When this trend first emerged, it was 1947 and three million U.S. soldiers had just returned victorious to usher in a new post-war America. Coming off the back of World War II, the United states was a proven world power and leader of modern inventions and its citizens, particularly young families, were ready to break from tradition and embrace futuristic ideas. America was modernizing rapidly, and a robust middle class was eager to reflect this in their new suburban homes -- Pioneers and visionaries turning out sleek, mid-century modern designs using revolutionary technology quickly captured the attention of the entire nation.
On the cutting edge of new design technology, Eames Office was one of the biggest influencers in play.

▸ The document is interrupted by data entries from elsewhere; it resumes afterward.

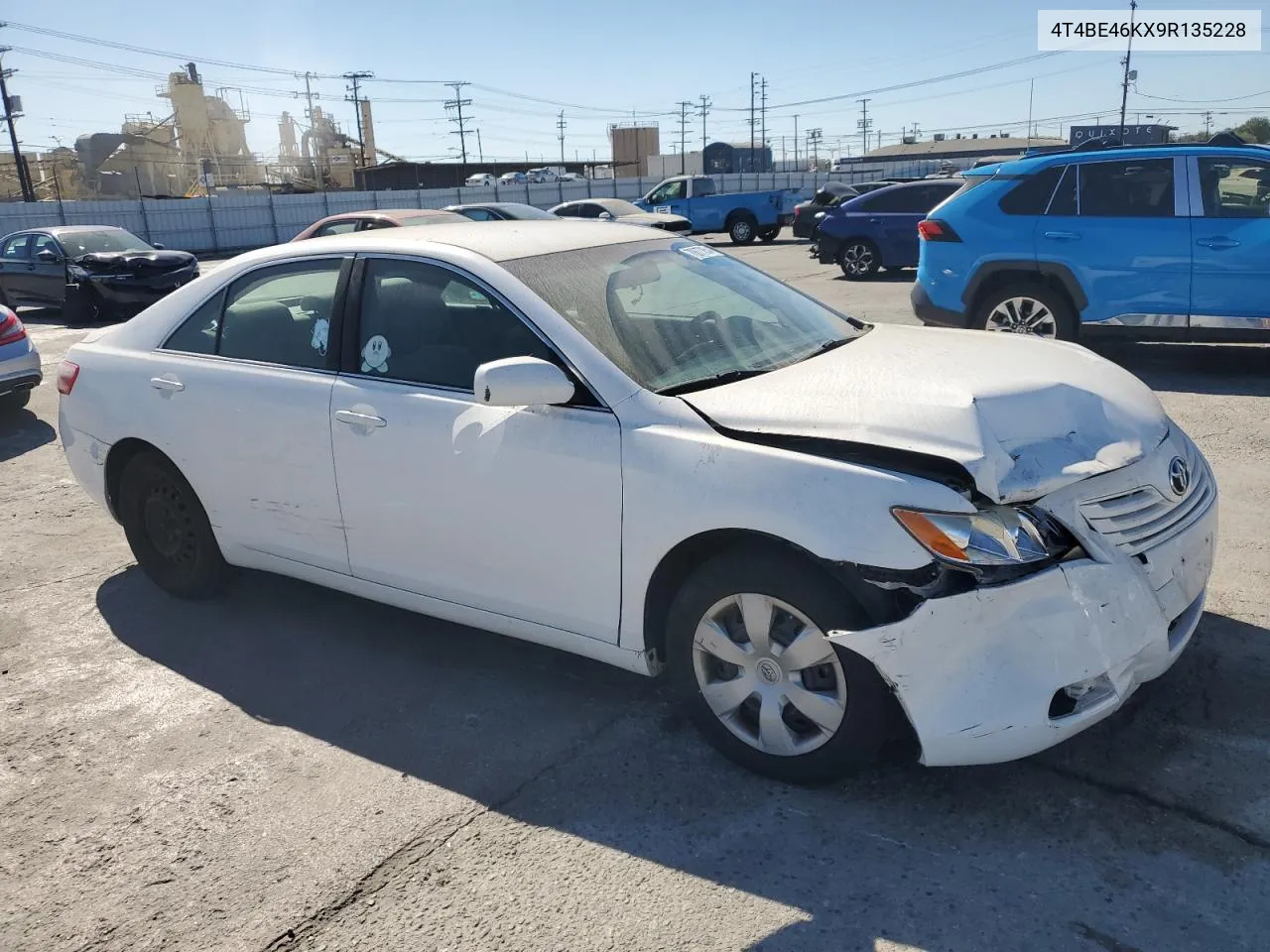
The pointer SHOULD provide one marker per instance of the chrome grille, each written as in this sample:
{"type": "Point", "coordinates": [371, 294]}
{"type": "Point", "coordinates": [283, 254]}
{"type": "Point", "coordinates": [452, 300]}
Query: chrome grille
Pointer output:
{"type": "Point", "coordinates": [1142, 518]}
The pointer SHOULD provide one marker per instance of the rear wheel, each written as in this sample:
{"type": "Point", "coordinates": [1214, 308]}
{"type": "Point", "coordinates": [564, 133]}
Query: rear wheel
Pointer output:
{"type": "Point", "coordinates": [168, 529]}
{"type": "Point", "coordinates": [742, 229]}
{"type": "Point", "coordinates": [1030, 308]}
{"type": "Point", "coordinates": [748, 655]}
{"type": "Point", "coordinates": [858, 259]}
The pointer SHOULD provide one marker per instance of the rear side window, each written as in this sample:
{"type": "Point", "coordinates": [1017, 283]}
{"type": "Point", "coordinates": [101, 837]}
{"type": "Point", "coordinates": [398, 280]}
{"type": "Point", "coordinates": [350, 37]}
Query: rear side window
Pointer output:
{"type": "Point", "coordinates": [1032, 194]}
{"type": "Point", "coordinates": [1139, 188]}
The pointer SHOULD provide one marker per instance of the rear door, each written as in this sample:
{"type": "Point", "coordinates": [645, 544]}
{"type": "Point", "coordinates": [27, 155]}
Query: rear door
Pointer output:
{"type": "Point", "coordinates": [1230, 231]}
{"type": "Point", "coordinates": [1123, 229]}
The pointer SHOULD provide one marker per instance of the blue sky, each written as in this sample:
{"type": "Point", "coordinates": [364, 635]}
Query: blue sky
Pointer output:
{"type": "Point", "coordinates": [610, 62]}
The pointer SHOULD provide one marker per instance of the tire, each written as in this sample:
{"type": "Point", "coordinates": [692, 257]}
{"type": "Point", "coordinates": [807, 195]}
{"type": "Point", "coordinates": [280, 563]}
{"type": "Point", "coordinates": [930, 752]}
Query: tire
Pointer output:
{"type": "Point", "coordinates": [846, 685]}
{"type": "Point", "coordinates": [742, 229]}
{"type": "Point", "coordinates": [1028, 307]}
{"type": "Point", "coordinates": [14, 402]}
{"type": "Point", "coordinates": [168, 529]}
{"type": "Point", "coordinates": [858, 259]}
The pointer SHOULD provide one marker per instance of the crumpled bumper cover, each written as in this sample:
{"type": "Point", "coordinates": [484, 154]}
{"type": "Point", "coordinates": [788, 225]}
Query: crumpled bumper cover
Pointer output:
{"type": "Point", "coordinates": [975, 673]}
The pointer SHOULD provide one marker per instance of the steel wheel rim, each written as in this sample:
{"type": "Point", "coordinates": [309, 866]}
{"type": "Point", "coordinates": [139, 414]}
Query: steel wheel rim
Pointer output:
{"type": "Point", "coordinates": [769, 674]}
{"type": "Point", "coordinates": [1023, 315]}
{"type": "Point", "coordinates": [857, 259]}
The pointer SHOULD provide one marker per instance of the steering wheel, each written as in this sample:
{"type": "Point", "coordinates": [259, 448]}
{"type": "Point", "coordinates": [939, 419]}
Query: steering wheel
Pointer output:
{"type": "Point", "coordinates": [702, 340]}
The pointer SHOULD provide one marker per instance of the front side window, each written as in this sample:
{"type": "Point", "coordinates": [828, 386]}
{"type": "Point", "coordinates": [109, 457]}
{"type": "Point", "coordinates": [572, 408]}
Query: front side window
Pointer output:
{"type": "Point", "coordinates": [426, 324]}
{"type": "Point", "coordinates": [1139, 188]}
{"type": "Point", "coordinates": [677, 315]}
{"type": "Point", "coordinates": [16, 246]}
{"type": "Point", "coordinates": [275, 315]}
{"type": "Point", "coordinates": [1234, 188]}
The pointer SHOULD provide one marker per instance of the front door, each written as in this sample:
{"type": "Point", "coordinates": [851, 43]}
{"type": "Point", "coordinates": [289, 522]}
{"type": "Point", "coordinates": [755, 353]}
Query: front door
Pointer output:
{"type": "Point", "coordinates": [515, 511]}
{"type": "Point", "coordinates": [1230, 278]}
{"type": "Point", "coordinates": [240, 400]}
{"type": "Point", "coordinates": [1121, 229]}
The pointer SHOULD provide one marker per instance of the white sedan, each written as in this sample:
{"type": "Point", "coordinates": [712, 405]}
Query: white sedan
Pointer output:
{"type": "Point", "coordinates": [630, 445]}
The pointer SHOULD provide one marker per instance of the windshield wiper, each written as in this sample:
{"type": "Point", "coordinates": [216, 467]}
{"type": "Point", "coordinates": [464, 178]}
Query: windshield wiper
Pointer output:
{"type": "Point", "coordinates": [705, 382]}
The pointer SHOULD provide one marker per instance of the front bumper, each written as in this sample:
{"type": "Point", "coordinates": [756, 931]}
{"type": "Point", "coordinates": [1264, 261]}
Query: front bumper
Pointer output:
{"type": "Point", "coordinates": [979, 673]}
{"type": "Point", "coordinates": [931, 313]}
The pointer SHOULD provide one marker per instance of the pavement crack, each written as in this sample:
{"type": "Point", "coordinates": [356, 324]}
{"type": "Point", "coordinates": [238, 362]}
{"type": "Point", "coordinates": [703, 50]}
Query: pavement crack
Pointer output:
{"type": "Point", "coordinates": [1196, 815]}
{"type": "Point", "coordinates": [432, 839]}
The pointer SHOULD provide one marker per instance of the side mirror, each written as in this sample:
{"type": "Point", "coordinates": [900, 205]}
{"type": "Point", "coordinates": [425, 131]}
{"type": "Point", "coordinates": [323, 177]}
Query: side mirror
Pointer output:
{"type": "Point", "coordinates": [521, 381]}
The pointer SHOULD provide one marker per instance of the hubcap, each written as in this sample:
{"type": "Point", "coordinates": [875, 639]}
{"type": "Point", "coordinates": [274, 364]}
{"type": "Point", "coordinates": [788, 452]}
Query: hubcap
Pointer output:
{"type": "Point", "coordinates": [857, 259]}
{"type": "Point", "coordinates": [1023, 315]}
{"type": "Point", "coordinates": [769, 674]}
{"type": "Point", "coordinates": [168, 524]}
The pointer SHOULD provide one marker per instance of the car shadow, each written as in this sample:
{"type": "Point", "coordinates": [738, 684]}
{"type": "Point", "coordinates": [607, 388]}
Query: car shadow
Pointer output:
{"type": "Point", "coordinates": [1224, 370]}
{"type": "Point", "coordinates": [21, 431]}
{"type": "Point", "coordinates": [875, 857]}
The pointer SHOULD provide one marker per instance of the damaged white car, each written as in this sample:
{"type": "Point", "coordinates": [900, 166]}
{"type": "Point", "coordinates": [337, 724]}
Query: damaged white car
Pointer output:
{"type": "Point", "coordinates": [633, 447]}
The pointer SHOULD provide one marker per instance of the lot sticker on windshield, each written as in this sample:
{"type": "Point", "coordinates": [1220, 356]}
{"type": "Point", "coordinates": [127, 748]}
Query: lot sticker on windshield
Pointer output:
{"type": "Point", "coordinates": [375, 354]}
{"type": "Point", "coordinates": [321, 334]}
{"type": "Point", "coordinates": [698, 252]}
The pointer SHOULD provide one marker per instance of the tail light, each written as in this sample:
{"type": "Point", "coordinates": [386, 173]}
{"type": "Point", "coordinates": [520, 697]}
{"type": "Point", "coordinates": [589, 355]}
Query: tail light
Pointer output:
{"type": "Point", "coordinates": [935, 230]}
{"type": "Point", "coordinates": [12, 330]}
{"type": "Point", "coordinates": [67, 372]}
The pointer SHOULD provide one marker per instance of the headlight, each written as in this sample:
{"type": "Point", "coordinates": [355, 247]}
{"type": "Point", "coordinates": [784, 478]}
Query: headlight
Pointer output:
{"type": "Point", "coordinates": [988, 538]}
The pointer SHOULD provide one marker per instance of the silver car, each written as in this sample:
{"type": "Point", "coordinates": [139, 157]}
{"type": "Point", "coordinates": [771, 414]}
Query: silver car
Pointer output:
{"type": "Point", "coordinates": [19, 362]}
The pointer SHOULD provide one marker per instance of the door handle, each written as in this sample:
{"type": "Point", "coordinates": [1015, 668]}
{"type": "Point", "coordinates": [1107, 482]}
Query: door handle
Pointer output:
{"type": "Point", "coordinates": [354, 419]}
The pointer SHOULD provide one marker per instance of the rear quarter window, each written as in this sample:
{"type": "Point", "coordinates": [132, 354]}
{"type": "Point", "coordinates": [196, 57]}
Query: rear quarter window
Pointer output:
{"type": "Point", "coordinates": [1032, 193]}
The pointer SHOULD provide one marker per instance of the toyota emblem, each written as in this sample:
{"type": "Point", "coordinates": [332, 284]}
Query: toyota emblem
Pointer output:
{"type": "Point", "coordinates": [1179, 476]}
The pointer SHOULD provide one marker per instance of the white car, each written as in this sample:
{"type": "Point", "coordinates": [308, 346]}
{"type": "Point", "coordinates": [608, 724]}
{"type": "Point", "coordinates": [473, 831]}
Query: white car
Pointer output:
{"type": "Point", "coordinates": [634, 447]}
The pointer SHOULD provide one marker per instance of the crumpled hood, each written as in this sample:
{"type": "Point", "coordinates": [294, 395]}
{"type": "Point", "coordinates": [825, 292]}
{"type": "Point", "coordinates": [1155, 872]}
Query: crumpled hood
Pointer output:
{"type": "Point", "coordinates": [140, 263]}
{"type": "Point", "coordinates": [1024, 416]}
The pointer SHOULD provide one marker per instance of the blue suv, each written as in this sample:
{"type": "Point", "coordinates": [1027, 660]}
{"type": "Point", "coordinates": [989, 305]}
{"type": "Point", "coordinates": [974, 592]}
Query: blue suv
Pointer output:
{"type": "Point", "coordinates": [1165, 243]}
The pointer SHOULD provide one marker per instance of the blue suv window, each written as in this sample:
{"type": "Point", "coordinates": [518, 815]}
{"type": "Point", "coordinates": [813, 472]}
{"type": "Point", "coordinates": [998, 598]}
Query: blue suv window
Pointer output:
{"type": "Point", "coordinates": [1137, 188]}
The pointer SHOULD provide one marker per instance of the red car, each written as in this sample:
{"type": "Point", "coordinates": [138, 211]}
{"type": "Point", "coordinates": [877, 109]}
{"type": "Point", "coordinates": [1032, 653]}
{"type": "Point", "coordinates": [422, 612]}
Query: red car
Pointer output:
{"type": "Point", "coordinates": [347, 222]}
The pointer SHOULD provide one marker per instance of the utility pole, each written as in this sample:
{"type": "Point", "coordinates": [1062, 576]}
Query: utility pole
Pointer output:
{"type": "Point", "coordinates": [864, 123]}
{"type": "Point", "coordinates": [762, 140]}
{"type": "Point", "coordinates": [457, 104]}
{"type": "Point", "coordinates": [1128, 53]}
{"type": "Point", "coordinates": [684, 136]}
{"type": "Point", "coordinates": [752, 77]}
{"type": "Point", "coordinates": [356, 99]}
{"type": "Point", "coordinates": [12, 111]}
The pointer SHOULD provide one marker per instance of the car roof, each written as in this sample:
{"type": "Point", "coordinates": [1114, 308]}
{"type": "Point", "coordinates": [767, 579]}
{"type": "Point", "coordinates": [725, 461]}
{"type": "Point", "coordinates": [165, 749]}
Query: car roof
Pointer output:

Founded by infamous designers Charles and Ray Eames, Eames Office was the first to mold plywood into gradual curves - now a hallmark of mid-century modern design - and before the mid-20th century, completely impossible. Advances through artists like these made mid-century modern design so appealing to those living in an ever-evolving post-war America.
So what defines mid-century modern and how can you achieve the mid-mod aesthetic in your own home?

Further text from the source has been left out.